# Bringing unlocked AT&T iPhone - will it work in UAE?



## ExpatLibrarian

I am sure this question has been asked before but I did not see it when I searched so here goes - my mom got the latest model iPhone and gave me her old 4S, along with her old iPad(score!). We started the unlocking process - my mom needed to fill out a form online with AT&T. Once it is unlocked, will I be able to buy a sim card with Du or Etisalat at the airport and use the phone? I also have a cheapie Android which I was hoping to use until I leave since I don't have a landline.


----------



## sammylou

unlocked iPhones will indeed work here in the uae. what you need to know however is that the bandwidth used for the latest LTE/4G networks are different here in the middle east than they are in north america. so the fastest connection you will be able to access is 3G.

my husband and i have been here over a year with our 4s iPhones on 3G and they work fine. LTE is still not even everywhere and some claim that due to the quicker speeds it is easier to burn through your data when surfing.

there are several threads on the dubai forum discussing this but you should be just fine so long as you aren't expecting to access the 4G network.

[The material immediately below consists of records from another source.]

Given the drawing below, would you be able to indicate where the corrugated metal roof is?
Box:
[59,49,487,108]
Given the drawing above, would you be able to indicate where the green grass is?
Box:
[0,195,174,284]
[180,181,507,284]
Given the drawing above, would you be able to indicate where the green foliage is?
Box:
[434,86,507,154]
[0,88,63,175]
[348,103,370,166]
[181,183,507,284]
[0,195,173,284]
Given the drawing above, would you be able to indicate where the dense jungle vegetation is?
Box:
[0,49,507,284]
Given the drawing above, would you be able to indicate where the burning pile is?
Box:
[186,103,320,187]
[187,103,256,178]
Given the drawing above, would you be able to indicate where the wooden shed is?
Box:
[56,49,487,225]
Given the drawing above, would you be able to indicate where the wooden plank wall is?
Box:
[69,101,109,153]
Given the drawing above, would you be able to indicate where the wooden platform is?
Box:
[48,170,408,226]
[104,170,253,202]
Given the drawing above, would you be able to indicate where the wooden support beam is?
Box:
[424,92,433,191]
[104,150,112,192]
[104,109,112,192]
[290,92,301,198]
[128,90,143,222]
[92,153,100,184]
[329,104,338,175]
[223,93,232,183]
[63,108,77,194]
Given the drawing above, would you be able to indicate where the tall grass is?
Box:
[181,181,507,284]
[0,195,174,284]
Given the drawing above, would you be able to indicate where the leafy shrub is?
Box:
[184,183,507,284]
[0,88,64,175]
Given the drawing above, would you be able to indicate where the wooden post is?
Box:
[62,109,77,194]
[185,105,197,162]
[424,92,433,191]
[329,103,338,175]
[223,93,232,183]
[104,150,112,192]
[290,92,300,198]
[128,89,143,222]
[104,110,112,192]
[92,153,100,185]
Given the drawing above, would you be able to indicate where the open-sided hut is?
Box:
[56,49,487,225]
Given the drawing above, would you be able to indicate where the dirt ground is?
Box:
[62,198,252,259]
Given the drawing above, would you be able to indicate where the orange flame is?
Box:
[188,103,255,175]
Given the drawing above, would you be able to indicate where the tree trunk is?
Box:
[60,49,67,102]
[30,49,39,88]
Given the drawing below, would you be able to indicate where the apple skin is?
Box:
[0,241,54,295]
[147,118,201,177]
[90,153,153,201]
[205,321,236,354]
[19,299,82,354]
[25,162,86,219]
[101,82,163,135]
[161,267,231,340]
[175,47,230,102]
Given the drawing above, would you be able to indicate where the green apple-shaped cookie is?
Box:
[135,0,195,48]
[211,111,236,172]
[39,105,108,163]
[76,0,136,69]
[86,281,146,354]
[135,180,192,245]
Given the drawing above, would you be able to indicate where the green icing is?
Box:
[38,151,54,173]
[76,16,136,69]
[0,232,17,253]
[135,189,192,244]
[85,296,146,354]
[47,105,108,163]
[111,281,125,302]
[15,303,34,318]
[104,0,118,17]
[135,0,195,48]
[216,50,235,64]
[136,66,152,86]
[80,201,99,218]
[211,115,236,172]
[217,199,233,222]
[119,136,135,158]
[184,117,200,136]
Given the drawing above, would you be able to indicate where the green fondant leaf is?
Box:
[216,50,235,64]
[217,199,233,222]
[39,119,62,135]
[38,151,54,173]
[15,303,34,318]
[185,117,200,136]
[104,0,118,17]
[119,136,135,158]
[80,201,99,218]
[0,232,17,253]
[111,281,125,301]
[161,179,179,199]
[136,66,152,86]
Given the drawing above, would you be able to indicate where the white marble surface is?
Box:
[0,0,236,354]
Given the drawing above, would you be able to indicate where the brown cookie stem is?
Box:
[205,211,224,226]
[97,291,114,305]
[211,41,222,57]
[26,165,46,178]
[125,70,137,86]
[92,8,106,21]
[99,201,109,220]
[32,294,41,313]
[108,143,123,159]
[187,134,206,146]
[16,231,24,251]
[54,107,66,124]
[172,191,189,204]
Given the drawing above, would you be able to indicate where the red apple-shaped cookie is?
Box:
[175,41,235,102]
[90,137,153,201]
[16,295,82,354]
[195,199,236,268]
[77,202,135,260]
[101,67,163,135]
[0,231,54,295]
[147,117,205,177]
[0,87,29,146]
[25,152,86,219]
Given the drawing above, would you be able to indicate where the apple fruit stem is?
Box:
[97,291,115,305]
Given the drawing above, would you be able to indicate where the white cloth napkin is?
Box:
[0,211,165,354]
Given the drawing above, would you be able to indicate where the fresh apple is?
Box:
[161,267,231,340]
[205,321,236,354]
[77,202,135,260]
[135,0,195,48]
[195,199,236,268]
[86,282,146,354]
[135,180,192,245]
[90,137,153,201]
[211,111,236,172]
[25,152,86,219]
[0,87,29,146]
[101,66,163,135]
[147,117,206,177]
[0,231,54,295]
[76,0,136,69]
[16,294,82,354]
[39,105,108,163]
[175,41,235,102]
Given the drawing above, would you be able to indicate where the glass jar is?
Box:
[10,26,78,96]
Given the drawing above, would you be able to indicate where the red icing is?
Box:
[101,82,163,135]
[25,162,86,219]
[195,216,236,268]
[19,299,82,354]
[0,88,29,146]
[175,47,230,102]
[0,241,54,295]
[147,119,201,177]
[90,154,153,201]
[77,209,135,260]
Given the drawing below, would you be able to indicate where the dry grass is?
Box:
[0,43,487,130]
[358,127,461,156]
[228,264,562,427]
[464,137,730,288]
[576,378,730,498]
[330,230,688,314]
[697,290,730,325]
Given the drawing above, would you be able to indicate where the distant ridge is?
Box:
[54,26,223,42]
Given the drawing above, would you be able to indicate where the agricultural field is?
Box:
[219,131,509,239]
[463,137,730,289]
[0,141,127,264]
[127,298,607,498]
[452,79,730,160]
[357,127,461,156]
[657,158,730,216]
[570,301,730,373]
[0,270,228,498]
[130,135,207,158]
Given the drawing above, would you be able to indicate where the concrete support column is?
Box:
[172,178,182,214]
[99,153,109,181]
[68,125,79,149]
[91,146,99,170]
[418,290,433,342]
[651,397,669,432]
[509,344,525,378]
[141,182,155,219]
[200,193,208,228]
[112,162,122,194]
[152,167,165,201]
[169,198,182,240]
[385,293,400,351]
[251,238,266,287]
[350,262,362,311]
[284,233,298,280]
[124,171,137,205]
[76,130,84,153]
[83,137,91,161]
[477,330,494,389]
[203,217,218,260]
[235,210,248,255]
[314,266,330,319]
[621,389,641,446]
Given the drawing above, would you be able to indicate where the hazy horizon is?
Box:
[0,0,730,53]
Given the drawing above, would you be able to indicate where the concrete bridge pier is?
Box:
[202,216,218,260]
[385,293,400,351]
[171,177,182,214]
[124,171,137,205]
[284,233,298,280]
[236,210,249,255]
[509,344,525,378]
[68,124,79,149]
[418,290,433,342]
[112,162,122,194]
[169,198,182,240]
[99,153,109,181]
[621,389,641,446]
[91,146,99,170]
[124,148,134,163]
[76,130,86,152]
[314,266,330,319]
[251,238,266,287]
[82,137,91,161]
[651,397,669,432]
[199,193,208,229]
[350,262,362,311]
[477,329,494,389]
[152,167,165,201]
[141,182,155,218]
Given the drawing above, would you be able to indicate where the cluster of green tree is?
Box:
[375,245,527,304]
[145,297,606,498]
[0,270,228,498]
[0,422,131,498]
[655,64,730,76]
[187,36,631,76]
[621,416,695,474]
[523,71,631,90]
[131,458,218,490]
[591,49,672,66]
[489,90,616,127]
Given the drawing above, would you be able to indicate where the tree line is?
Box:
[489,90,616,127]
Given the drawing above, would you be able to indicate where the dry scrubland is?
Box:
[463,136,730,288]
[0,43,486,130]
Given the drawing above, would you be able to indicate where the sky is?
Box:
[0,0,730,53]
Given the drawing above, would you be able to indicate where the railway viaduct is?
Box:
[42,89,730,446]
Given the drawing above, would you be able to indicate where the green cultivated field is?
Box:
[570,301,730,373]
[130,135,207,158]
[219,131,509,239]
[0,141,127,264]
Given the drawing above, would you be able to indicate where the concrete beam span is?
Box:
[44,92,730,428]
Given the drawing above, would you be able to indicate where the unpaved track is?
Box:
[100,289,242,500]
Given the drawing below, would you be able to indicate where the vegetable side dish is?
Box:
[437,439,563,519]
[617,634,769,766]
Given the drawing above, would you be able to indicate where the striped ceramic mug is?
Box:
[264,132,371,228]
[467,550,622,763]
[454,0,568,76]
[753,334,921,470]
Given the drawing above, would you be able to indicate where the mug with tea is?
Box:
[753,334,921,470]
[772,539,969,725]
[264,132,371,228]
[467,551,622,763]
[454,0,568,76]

and yes, you can buy sim cards at the airport. they have temporary ones that are valid for 90 days but if you then stay and acquire your residency visa you just register the number to be permanent and give them a copy of the visa. that is what we did.


----------



## ExpatLibrarian

Thanks for the helpful info - too bad about no 4G but what can you do - good to know I can get a temp SIM so I will be reachable right away.


----------